Just adding to this bugreport, as I'm seeing similar problems. I've got 2 Samba servers serving as (1) PDC and print server and (2) file server. The hardware in question is IBM HS20 bladeservers (2x2.8GHz Xeon, 4G ram, SAN storage). The OS is SLES 9 fully patched, the samba packages comes from SerNet.de. The clients are Windows 2000 PC, 3300 of them. The servers have frequent lockups, mainly at peak hours. The PDC more than the fileserver. As they are production servers one has to press "the reset button" asap to get the servers alive again. But once the PDC went down off hours and one could see that several nmdb prosesses were taking all the resources leaving the server with 100+ in load. "#killall -9 nmbd" returned the server to normal state.
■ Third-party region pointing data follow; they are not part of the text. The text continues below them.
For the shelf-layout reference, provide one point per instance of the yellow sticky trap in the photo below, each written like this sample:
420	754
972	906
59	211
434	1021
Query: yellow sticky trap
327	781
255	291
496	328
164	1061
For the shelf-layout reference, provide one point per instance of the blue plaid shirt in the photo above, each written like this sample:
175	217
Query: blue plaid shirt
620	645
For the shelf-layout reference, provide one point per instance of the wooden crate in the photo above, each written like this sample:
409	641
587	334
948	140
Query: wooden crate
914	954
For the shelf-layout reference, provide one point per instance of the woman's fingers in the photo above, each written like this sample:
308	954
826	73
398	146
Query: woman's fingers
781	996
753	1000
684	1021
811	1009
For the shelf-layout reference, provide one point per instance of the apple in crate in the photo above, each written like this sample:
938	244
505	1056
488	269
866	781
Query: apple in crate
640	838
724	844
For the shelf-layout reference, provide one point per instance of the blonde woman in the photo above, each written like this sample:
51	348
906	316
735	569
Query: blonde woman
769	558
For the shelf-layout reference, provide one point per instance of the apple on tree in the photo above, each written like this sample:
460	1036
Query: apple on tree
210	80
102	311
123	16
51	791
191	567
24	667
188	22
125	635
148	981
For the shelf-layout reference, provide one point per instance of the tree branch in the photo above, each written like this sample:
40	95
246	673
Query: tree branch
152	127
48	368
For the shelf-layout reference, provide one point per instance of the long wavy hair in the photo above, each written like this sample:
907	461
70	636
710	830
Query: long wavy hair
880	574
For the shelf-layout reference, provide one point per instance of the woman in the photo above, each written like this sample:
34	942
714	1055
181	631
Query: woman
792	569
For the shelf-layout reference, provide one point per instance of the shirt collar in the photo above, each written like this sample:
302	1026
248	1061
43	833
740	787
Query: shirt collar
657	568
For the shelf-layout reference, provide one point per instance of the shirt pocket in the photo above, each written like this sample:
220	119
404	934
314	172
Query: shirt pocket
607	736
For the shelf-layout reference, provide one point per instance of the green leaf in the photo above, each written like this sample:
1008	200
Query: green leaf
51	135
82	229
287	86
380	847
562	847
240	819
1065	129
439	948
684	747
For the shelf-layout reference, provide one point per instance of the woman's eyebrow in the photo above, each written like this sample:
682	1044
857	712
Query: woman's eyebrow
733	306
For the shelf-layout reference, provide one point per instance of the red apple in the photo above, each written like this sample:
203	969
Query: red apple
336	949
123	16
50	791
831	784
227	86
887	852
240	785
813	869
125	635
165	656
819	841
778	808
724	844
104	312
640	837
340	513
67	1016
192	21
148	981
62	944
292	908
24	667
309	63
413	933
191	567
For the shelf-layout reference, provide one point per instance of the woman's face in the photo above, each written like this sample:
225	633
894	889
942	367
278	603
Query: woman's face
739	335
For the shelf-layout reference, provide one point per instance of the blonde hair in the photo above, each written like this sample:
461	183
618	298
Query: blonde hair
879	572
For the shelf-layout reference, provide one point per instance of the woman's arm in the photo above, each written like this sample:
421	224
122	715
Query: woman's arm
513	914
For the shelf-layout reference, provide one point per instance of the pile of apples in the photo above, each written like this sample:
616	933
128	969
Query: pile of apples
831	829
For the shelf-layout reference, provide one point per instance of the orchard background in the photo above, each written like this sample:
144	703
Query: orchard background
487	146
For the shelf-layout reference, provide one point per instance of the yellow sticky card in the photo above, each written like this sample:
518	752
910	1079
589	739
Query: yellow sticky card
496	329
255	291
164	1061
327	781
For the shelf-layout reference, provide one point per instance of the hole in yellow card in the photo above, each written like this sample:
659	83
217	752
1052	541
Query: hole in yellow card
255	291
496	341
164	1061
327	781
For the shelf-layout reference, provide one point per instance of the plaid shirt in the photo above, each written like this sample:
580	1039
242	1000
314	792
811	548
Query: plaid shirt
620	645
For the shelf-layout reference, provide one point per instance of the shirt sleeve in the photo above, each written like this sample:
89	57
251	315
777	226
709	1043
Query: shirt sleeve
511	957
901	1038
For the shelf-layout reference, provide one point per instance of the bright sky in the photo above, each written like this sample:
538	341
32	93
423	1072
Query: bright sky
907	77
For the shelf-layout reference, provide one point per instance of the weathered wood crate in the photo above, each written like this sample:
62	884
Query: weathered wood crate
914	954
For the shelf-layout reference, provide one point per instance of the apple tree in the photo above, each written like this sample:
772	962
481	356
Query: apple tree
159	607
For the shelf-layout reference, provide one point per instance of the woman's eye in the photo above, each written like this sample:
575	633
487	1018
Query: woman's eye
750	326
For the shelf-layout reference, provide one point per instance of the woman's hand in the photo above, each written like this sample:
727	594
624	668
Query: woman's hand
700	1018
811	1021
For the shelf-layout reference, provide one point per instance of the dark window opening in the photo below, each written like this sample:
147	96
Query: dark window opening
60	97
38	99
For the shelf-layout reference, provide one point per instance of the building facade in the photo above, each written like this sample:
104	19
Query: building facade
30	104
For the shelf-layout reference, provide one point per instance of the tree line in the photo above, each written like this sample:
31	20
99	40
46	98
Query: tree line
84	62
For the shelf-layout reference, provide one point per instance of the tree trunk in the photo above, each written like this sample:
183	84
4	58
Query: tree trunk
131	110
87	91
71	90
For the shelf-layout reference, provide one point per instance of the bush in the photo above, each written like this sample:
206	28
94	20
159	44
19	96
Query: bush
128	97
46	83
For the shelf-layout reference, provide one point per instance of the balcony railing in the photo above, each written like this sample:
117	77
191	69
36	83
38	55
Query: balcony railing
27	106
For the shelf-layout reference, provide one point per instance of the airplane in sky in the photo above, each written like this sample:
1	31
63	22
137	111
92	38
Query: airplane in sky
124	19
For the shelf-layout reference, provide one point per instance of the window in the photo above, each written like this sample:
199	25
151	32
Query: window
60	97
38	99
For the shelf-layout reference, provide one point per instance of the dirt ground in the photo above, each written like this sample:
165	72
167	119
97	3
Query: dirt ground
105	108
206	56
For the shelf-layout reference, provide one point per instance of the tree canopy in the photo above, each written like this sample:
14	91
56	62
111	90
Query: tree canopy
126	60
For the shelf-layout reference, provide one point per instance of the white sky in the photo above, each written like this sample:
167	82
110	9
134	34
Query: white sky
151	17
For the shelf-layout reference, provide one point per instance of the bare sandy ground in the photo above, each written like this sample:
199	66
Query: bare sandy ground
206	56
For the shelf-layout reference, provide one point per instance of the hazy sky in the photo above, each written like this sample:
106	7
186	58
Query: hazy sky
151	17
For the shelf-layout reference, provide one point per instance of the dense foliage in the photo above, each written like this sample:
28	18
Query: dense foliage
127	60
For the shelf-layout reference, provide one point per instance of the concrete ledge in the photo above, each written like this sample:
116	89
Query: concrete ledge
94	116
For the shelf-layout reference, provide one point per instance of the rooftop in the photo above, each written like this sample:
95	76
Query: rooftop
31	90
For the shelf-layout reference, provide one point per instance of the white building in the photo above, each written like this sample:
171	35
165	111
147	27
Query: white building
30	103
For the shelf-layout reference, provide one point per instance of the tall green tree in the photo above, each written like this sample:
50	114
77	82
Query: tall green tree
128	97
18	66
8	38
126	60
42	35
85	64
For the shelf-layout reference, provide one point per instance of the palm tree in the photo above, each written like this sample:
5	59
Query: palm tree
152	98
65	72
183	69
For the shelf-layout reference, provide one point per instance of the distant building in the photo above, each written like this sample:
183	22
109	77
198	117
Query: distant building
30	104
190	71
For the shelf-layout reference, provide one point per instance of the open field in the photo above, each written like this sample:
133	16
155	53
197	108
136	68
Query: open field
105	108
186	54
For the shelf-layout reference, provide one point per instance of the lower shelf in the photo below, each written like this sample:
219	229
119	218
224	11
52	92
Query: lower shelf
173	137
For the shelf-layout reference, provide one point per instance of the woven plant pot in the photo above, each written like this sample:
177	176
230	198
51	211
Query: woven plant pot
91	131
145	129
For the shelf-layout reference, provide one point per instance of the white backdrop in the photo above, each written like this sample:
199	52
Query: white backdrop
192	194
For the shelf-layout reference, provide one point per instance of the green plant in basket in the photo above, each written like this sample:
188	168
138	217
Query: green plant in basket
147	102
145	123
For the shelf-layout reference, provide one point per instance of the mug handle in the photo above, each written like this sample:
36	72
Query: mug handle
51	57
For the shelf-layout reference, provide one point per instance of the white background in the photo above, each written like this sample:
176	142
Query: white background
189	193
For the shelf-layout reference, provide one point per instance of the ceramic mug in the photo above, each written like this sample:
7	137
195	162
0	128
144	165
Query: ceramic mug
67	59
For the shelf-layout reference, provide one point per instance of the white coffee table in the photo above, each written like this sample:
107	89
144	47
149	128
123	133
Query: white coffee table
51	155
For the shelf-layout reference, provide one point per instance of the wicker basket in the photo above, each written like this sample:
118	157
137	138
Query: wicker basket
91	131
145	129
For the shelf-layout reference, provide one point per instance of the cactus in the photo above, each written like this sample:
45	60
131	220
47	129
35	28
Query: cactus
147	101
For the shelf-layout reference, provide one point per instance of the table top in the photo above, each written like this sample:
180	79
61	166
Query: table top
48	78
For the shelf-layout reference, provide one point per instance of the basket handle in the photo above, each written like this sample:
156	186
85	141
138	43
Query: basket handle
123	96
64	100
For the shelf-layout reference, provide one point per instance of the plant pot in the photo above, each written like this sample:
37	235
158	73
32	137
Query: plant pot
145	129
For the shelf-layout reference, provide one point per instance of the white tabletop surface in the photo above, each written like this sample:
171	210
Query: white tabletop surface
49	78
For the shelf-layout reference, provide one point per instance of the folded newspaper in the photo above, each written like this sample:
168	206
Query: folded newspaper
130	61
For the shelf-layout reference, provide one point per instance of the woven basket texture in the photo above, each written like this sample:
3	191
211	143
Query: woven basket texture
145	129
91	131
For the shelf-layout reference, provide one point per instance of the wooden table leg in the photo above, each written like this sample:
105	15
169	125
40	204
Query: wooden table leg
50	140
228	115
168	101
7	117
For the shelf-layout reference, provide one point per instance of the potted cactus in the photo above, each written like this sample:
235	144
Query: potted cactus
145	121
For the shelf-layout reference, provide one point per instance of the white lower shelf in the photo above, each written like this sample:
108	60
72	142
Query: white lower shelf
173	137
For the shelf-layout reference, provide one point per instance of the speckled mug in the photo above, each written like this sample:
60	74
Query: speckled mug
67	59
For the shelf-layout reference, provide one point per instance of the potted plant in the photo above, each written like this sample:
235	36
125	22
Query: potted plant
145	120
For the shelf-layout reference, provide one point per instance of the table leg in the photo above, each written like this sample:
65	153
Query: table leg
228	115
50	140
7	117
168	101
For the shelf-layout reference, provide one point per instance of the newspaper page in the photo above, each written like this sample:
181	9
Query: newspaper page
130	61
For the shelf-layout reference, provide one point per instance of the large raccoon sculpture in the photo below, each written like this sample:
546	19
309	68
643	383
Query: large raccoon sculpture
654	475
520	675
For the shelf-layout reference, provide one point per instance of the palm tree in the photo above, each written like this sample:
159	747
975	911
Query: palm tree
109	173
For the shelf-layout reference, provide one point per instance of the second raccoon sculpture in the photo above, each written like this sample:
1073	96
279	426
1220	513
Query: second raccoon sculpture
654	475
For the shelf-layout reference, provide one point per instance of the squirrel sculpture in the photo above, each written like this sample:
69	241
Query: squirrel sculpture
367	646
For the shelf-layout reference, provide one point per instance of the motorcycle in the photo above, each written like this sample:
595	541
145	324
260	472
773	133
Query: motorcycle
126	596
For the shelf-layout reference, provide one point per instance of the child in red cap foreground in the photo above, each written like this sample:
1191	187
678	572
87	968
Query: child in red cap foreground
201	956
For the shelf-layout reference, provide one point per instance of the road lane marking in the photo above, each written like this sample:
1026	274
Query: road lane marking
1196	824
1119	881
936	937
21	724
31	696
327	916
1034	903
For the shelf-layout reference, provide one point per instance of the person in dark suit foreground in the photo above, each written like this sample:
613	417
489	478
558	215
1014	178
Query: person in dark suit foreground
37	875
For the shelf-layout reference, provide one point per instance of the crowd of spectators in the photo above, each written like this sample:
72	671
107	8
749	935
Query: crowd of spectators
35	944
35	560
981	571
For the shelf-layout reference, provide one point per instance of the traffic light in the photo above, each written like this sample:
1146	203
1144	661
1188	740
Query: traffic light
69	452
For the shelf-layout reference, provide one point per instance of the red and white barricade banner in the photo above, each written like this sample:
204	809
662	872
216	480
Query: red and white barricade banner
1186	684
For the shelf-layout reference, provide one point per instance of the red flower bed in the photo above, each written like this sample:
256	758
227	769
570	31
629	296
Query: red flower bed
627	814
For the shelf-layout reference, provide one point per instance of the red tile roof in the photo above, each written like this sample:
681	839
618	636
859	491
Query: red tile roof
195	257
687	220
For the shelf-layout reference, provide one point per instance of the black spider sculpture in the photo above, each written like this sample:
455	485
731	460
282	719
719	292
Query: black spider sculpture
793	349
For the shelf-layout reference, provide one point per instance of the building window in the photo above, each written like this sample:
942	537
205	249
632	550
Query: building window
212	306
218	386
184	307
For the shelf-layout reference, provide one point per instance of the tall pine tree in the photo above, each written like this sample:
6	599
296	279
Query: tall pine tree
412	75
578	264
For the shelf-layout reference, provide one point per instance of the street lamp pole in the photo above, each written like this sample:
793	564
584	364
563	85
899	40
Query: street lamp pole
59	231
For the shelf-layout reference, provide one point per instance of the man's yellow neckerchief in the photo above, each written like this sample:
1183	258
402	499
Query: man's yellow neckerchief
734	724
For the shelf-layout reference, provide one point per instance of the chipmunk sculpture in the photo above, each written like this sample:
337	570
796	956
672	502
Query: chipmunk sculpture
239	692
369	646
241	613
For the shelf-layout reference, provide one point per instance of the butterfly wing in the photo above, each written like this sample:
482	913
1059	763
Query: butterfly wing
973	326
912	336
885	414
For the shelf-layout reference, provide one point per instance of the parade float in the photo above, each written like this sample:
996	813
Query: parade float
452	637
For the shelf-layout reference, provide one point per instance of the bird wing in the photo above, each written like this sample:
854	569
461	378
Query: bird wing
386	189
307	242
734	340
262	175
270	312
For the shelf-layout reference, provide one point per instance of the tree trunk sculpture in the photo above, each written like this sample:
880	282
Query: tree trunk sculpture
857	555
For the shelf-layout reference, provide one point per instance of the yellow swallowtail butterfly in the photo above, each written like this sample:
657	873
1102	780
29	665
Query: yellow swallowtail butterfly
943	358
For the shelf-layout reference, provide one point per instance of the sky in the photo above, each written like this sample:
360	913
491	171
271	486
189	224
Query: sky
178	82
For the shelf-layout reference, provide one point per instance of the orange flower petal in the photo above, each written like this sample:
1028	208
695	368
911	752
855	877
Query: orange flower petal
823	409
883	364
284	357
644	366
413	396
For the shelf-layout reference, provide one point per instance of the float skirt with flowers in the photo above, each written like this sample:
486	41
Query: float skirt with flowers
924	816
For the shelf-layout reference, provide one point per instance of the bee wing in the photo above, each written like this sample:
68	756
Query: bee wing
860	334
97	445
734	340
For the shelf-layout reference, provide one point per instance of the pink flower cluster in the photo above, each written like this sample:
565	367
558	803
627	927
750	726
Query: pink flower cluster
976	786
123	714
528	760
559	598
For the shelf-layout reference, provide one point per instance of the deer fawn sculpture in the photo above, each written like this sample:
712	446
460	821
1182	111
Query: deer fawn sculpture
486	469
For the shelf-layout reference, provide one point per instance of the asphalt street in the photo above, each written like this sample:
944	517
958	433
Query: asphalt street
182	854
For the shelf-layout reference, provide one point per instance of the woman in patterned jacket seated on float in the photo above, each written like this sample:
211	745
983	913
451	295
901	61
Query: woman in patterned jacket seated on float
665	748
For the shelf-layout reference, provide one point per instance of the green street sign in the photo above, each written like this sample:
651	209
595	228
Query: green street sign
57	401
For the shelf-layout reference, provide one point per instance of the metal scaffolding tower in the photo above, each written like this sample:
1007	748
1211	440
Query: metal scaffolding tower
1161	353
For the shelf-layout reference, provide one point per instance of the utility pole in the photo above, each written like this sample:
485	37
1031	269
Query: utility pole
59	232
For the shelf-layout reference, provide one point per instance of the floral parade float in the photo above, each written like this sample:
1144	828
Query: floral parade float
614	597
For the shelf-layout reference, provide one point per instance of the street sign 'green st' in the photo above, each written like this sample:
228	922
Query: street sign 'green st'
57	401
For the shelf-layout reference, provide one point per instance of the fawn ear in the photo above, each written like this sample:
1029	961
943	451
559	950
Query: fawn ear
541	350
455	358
No logs during or after the lockup are available, as nothing is writen in the logs after lockup. The lockup comes abruptly, a top session grinds to a halt showing load of ~1.75. Logs right before the halting are filled with: rumba smbd[19007]: [2005/04/04 11:33:57, 0] tdb/tdbutil.c:tdb_log(725) rumba smbd[19007]: tdb(/var/lib/samba/locking.tdb): tdb_lock failed on list 78 ltype=1 (Resource deadlock avoided) smbd[19007]: [2005/04/04 11:33:57, 0] smbd/oplock.c:oplock_break(708) smbd[19007]: oplock_break: unable to lock share entry for file directory/batchfile.bat smbd[19007]: [2005/04/04 11:33:57, 0] smbd/oplock.c:process_local_message(451) smbd[19007]: process_local_message: oplock break failed. smbd[19007]: [2005/04/04 11:33:57, 0] tdb/tdbutil.c:tdb_log(725) smbd[19007]: tdb(/var/lib/samba/locking.tdb): tdb_lock failed on list 78 ltype=1 (Resource deadlock avoided) smbd[19007]: [2005/04/04 11:33:57, 0] tdb/tdbutil.c:tdb_log(725) smbd[19007]: tdb(/var/lib/samba/locking.tdb): tdb_lock failed on list 78 ltype=0 (Resource deadlock avoided) smbd[19007]: [2005/04/04 11:33:57, 0] tdb/tdbutil.c:tdb_log(725) smbd[19007]: tdb(/var/lib/samba/locking.tdb): tdb_unlock: count is 0 for different smbd prosesses. This behavior has been experienced with 3.0.11 and 3.0.13 versions from build by sernet.de Time for a downgrade :-)
Ok, if this is seen when nmbd is spinning, it's probably not a smbd issue but one of resource starvation when nmbd is undergoing problems. Can you attach to the spinnign nmbd with gdb and get us a backtrace ? Thanks, Jeremy.
no feedback from reporter in over a month. closing.